When I was working on a framework to process a massive amount of data in a producer–consumer, or map–reduce style, I quickly realized the most important challenge was not writing the computation itself, but how to assign work across all workers. The right assignment can keep the system fast and memory-efficient; the wrong one can create stragglers or even out-of-memory errors.

This article walks through the evolution of workload assignment strategies I experimented with in Ray. Starting from the most straightforward static division, I gradually moved toward more dynamic schemes that better handle imbalance and tail effects. Along the way we will see some code sketches and discuss the trade-offs.

Static Assignment

The first attempt was naturally static assignment: divide the dataset into disjoint partitions, each worker gets one partition, and process it. To prevent any single worker from holding too much data in memory, I also added a limit on how many tasks can be in flight. A simplified version looks like this:

num_rows_to_process = dataset_len // num_workers + (
    0 if dataset_len % num_workers == 0 else 1
)

start = worker_id * num_rows_to_process
end = dataset_len if worker_id == num_workers - 1 else (start + num_rows_to_process)
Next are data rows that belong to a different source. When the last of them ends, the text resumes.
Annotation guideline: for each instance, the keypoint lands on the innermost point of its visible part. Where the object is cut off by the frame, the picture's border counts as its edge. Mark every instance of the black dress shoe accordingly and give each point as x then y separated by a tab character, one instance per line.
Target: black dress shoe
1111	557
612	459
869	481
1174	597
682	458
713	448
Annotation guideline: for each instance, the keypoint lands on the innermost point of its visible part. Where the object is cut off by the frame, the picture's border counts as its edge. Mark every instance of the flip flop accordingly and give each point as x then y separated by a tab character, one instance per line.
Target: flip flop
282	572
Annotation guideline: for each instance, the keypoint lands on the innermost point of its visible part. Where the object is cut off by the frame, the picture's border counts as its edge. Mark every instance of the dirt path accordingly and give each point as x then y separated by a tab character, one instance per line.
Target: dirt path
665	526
# Control in-flight tasks to avoid OOM
start_indices = np.arange(start, end, max_inflight_data_tasks)
end_indices = np.minimum(start_indices + max_inflight_data_tasks, end)

prepare_list = list(zip(start_indices, end_indices))

This ensures each worker has roughly the same amount of work, and memory usage is bounded. For small workloads, this might be sufficient. But when the workload grows massive, differences in worker speed, network latency, or data skew become significant. The slowest worker dominates the total runtime, and static assignment does not adapt.

Dynamic Assignment with Decaying Chunk Size

The next step was to make the assignment dynamic: instead of giving each worker a fixed slice, let workers ask for work ranges as they go. The manager keeps track of what’s left, and allocates a chunk on request.

A simple heuristic is to reduce the chunk size as the workload gets closer to the end, so the tail is smoother:

class WorkManager:
    def __init__(self, workload: int, num_workers: int):
        self.next_start = 0
        self.chunk_size = max(1, workload // num_workers)
        self.workload = workload

    def get_next_range(self) -> Optional[Tuple[int, int]]:
        if self.next_start >= self.workload:
            return None

        remaining = (self.workload - self.next_start) / float(self.workload)
        chunk_size = max(1, math.floor(self.chunk_size * remaining))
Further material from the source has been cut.